The track onto Brant Fell Common runs uphill between drystone walls. We follow it, the sun on our backs, and skylark song dripping from a cloudless sky. This is the warm brief spring that slips itself in between winter weeks, and seems to arrive every year - a few windless, bright days that urge a rapid transition from thermals to thinner trousers and T-shirts. We want to get out while the sun shines, so we’re off on a short evening jaunt to the top of Winder.  

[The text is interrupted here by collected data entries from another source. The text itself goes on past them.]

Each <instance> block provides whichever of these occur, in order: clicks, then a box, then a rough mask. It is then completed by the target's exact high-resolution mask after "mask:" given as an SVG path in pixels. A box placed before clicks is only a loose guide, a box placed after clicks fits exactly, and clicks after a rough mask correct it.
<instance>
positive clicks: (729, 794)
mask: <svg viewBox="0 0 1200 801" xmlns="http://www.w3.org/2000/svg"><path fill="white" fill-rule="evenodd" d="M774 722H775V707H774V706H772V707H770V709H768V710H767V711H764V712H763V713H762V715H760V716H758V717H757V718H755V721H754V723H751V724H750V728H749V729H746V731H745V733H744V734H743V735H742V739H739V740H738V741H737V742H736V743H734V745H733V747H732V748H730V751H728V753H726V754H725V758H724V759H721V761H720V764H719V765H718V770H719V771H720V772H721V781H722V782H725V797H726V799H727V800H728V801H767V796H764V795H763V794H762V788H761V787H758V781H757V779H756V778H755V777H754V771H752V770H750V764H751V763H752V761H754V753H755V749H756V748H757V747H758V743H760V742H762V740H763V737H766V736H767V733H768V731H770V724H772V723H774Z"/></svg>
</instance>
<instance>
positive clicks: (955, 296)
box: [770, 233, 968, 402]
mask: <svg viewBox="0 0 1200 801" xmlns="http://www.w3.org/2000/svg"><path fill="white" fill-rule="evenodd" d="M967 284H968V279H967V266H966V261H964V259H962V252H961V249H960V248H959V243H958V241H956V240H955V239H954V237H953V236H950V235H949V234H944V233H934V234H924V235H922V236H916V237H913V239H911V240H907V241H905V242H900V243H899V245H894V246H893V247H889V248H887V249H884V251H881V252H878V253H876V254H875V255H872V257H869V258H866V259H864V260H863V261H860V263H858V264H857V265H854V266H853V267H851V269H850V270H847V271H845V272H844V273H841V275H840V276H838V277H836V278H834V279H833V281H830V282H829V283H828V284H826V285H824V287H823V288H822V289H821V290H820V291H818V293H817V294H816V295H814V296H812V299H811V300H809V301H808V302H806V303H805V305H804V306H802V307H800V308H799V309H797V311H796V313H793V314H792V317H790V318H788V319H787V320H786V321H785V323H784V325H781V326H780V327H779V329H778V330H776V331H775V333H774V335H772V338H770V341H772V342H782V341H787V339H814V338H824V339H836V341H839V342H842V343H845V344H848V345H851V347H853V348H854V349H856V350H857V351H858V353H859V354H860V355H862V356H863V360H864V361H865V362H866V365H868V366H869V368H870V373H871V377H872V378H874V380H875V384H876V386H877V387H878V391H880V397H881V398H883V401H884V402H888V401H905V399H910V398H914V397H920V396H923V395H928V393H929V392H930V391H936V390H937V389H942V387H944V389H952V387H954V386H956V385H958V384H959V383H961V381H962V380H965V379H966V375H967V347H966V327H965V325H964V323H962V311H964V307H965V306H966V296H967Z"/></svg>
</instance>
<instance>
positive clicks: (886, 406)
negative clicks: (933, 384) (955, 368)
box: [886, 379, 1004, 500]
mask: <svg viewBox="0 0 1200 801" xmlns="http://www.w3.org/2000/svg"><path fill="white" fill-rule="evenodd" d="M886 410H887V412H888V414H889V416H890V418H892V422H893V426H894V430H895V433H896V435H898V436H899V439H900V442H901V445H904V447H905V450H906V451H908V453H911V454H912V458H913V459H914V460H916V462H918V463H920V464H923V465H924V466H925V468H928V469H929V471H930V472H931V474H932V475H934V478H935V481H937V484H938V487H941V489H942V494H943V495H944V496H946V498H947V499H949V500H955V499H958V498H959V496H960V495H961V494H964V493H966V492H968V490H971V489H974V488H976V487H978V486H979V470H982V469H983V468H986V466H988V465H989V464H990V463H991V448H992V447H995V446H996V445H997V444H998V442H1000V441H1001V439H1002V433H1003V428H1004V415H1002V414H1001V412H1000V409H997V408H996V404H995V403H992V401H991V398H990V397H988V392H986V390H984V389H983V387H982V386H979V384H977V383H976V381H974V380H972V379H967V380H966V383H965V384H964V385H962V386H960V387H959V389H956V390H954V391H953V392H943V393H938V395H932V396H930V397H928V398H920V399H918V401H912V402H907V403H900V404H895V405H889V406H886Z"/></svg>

Just twenty minutes in, we are both a little short of breath, and our dog is panting. The sun feels so hot we could easily have worn shorts and still been warm. I stop regularly. There’s no need to rush - this isn’t a walk of endurance, it’s a chance to relax. Looking west, the view stretches over the walled-in inbye fields of farms which have been linked with the common for centuries. I squint to count the arches in the stone viaduct a couple of miles away (I count ten), notice the high lorries that trace the shape of the M6 through the Tebay valley, and rest my gaze on the ranks of Lake District hills that fade into the distance. It’s incredibly still, the quiet interrupted only by the occasional bug buzzing past, and the trickling song of skylarks that flutter above our heads.  

Brant Fell Common, Yorkshire Dales. Image by Rob Fraser. Walking up Winder with a dog on a lead during the start of lambing.

Overlooking us, and dominating this whole landscape, are the wide backs and shoulders of the Howgills that spread to the north – Arant Haw, Brown Head, Force Brow. These high, rounded hills are looking velvety today, a yellowish pale. Back in December, there were days when the hills were rolling white with snow, and it won’t be long until they are transformed again, first back to white with the last shakes of winter, and then to vibrant green with summer’s grasses and bracken.   

We’ve passed a small parcel of sheep, Rough Fells and Swaledales, which look at us with curiosity. Otherwise, we feel quite alone. But before long, we meet a group of people coming down from Winder, light footed, and dressed in T-shirts and shorts. At the top of Winder, we spot a cyclist coming down the path from Arant Haw (known locally as Higher Winder) and in just a few minutes he’s arrived at the trig point, where we’re standing. He’s from Sedbergh, and is revelling in the new fun and freedom of having an electric mountain bike. On a day like this, it’s hard to imagine many better places to head out for a ride.  

Brant Fell Common, Yorkshire Dales. Image by Rob Fraser. Cyclist heading up to Arant Haw from Winder

I wander down from the top of Winder to see what I can see over to the east. The land falls away steeply into a gully which is cut through by a stream and holds patches of gorse. The map tells me I’m looking across to Soolbank and the high point behind it, Crook. Beyond, the land dips and then rises to the wide expanse of Baugh Fell, with the valley of Garsdale below it. We scan the land in all directions, and with our map spread out, we note the names of the valleys and the tops. We recall places we’ve been to, and plan outings to places we don’t yet know. Being up high is the best place to start planning another walk! 

Directly below us in Sedbergh, roofs and windows glint in the sunshine. We turn and head back downhill, facing the brightness of the setting sun and walking over ground that’s much boggier. In wide puddles, tiny tadpoles are beginning to wiggle inside the frogspawn that spreads like jelly across the surface of the water.  

It feels like an enormous privilege to have the time and the ability to be out here enjoy the freshness of the air, the song of skylarks, and the ability to see for miles, and miles, and miles. We let the wide open space ease out the creases of a troubled week, and when we come off the hill, a few hours after we started our walk, we feel completely refreshed - but not without added curiosity about what more we will find across Brant Fell Common as the seasons pass and we head up here both on our own, and with commoners and others who know it better and can tell us more about its natural and cultural histories, and visions for its future.  

 

Brant Fell Common, Yorkshire Dales. Image by Rob Fraser. Walking off the fells in golden afternoon light.